-------------------------------------------- -- Announcing: bytestring-trie 0.1.0 (beta) -------------------------------------------- An efficient finite map from (byte)strings to values. The implementation is based on big-endian patricia trees, like Data.IntMap. We first trie on the Word8 elements of a Data.ByteString, sharing string prefixes where possible, and then trie on the big-endian bit representation of those elements. Patricia trees have efficient algorithms for union and other merging operations, but they're also quick for lookups and insertions. -------------------------------------------- -- Future Extensions -------------------------------------------- * I've done spot checking to make sure it works, but haven't constructed an extensive test suite. Does anyone know of a good data set already out there for testing corner cases? I'm sure other dictionary writers have come up with one. * A Word8 is much smaller than the architecture's natural Word size. Therefore it'd be more efficient for the trie on bits to read off a whole Word at a time. This work is in progress, but I need help from people with 64-bit and big-endian machines in order to verify the code works on those architectures. * Using ByteStrings allows for trieing on any packed byte representation of a value, but they're not Strings. Integration with Data.ByteString.Char8, utf8-string, and utf8-light should happen. * The current implementation also only accepts strict ByteStrings. When chopping up strings to share prefixes we share the smaller string. For very long strings when many deletions are expected, this can still hold onto more memory than necessary. Accepting lazy ByteStrings or adding heuristics for when to copy prefixes instead of sharing will fix this. -------------------------------------------- -- Links -------------------------------------------- Homepage: http://code.haskell.org/~wren/ Hackage: http://hackage.haskell.org/cgi-bin/hackage-scripts/package/bytestring-trie Darcs: http://code.haskell.org/~wren/bytestring-trie/ Haddock (Darcs version): http://code.haskell.org/~wren/bytestring-trie/dist/doc/html/bytestring-trie/ -- Live well, ~wren

Thanks for working on this! A nice efficient bytestring-trie is the sort of data structure we should have had in Haskell for some time now, and I'm sure I'll be giving it a great deal of use. Regards, Sterl. On Dec 20, 2008, at 1:06 AM, wren ng thornton wrote:
-------------------------------------------- -- Announcing: bytestring-trie 0.1.0 (beta) --------------------------------------------
An efficient finite map from (byte)strings to values.

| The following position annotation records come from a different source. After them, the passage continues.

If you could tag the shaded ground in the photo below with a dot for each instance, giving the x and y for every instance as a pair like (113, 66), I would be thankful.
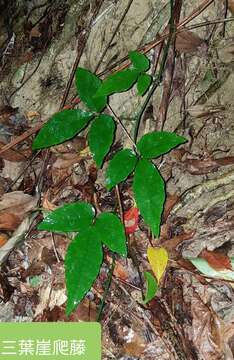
(192, 316)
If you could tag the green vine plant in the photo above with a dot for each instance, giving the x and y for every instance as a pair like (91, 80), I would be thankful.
(85, 252)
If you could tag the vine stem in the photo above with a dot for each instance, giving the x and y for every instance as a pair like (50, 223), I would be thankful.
(118, 120)
(158, 78)
(113, 35)
(107, 287)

The implementation is based on big-endian patricia trees, like Data.IntMap. We first trie on the Word8 elements of a Data.ByteString, sharing string prefixes where possible, and then trie on the big-endian bit representation of those elements. Patricia trees have efficient algorithms for union and other merging operations, but they're also quick for lookups and insertions.
-------------------------------------------- -- Future Extensions --------------------------------------------
* I've done spot checking to make sure it works, but haven't constructed an extensive test suite. Does anyone know of a good data set already out there for testing corner cases? I'm sure other dictionary writers have come up with one.

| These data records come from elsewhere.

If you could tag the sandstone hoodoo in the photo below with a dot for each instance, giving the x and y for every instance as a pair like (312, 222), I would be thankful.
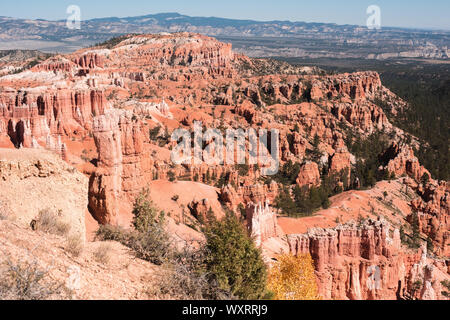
(92, 130)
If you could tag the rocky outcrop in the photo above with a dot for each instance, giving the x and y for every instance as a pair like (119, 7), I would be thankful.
(433, 213)
(261, 222)
(309, 175)
(366, 262)
(402, 161)
(32, 116)
(36, 180)
(119, 177)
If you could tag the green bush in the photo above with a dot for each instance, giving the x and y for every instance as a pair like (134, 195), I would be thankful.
(233, 259)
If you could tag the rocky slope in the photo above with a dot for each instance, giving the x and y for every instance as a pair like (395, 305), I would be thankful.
(109, 111)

* A Word8 is much smaller than the architecture's natural Word size. Therefore it'd be more efficient for the trie on bits to read off a whole Word at a time. This work is in progress, but I need help from people with 64-bit and big-endian machines in order to verify the code works on those architectures.
* Using ByteStrings allows for trieing on any packed byte representation of a value, but they're not Strings. Integration with Data.ByteString.Char8, utf8-string, and utf8-light should happen.

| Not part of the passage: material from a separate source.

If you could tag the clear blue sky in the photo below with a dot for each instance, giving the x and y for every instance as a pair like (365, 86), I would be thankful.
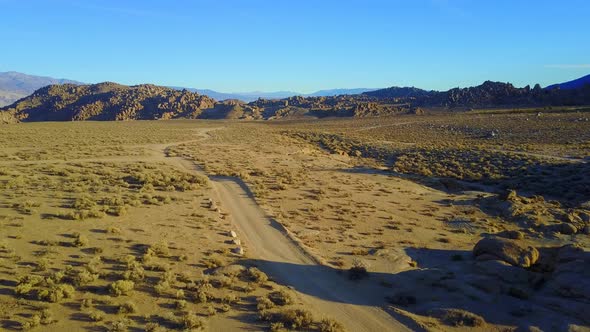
(303, 45)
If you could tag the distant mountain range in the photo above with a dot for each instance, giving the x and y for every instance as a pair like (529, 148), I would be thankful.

* The current implementation also only accepts strict ByteStrings. When chopping up strings to share prefixes we share the smaller string. For very long strings when many deletions are expected, this can still hold onto more memory than necessary. Accepting lazy ByteStrings or adding heuristics for when to copy prefixes instead of sharing will fix this.
-------------------------------------------- -- Links --------------------------------------------
Homepage: http://code.haskell.org/~wren/
Hackage: http://hackage.haskell.org/cgi-bin/hackage-scripts/package/ bytestring-trie
Darcs: http://code.haskell.org/~wren/bytestring-trie/
Haddock (Darcs version): http://code.haskell.org/~wren/bytestring-trie/dist/doc/html/ bytestring-trie/
-- Live well, ~wren
_______________________________________________ Haskell-Cafe mailing list Haskell-Cafe@haskell.org http://www.haskell.org/mailman/listinfo/haskell-cafe

-------------------------------------------- -- bytestring-trie 0.1.1 (bugfix) -------------------------------------------- An efficient finite map from (byte)strings to values. The implementation is based on big-endian patricia trees, like Data.IntMap. We first trie on the Word8 elements of a Data.ByteString, sharing string prefixes where possible, and then trie on the big-endian bit representation of those elements. Patricia trees have efficient algorithms for union and other merging operations, but they're also quick for lookups and insertions. -------------------------------------------- -- Changes -------------------------------------------- * Fixed a bug in lookupBy_ pointed out by Maxime Henrion. The bug affects all "lookup-like" functions when a prefix of the query matches only part of a shared prefix in the trie (e.g. looking for "fi" in a trie containing ["foo","bar","baz"], but not when looking up "fo", "food", or "bag"). * By popular demand Trie now has a Binary instance. This adds a new dependency on the binary package. The dependency shouldn't be onerous to anyone, but let me know if it is. -------------------------------------------- -- Links -------------------------------------------- Homepage: http://code.haskell.org/~wren/ Hackage: http://hackage.haskell.org/cgi-bin/hackage-scripts/package/bytestring-trie Darcs: http://code.haskell.org/~wren/bytestring-trie/ Haddock (Darcs version): http://code.haskell.org/~wren/bytestring-trie/dist/doc/html/bytestring-trie/ -- Live well, ~wren

Question and suggestion: looking at http://hackage.haskell.org/packages/archive/bytestring-trie/0.1.1/doc/html/s... I am questioning your choice of foldr in fromList:
-- | Convert association list into a trie. On key conflict, values -- earlier in the list shadow later ones. fromList :: [(KeyString,a)] -> Trie a fromList = foldr (uncurry insert) empty
-- | /O(1)/, The empty trie. {-# INLINE empty #-} empty :: Trie a empty = Empty
-- | Insert a new key. If the key is already present, overrides the -- old value {-# INLINE insert #-} insert :: KeyString -> a -> Trie a -> Trie a insert = alterBy (\_ x _ -> Just x)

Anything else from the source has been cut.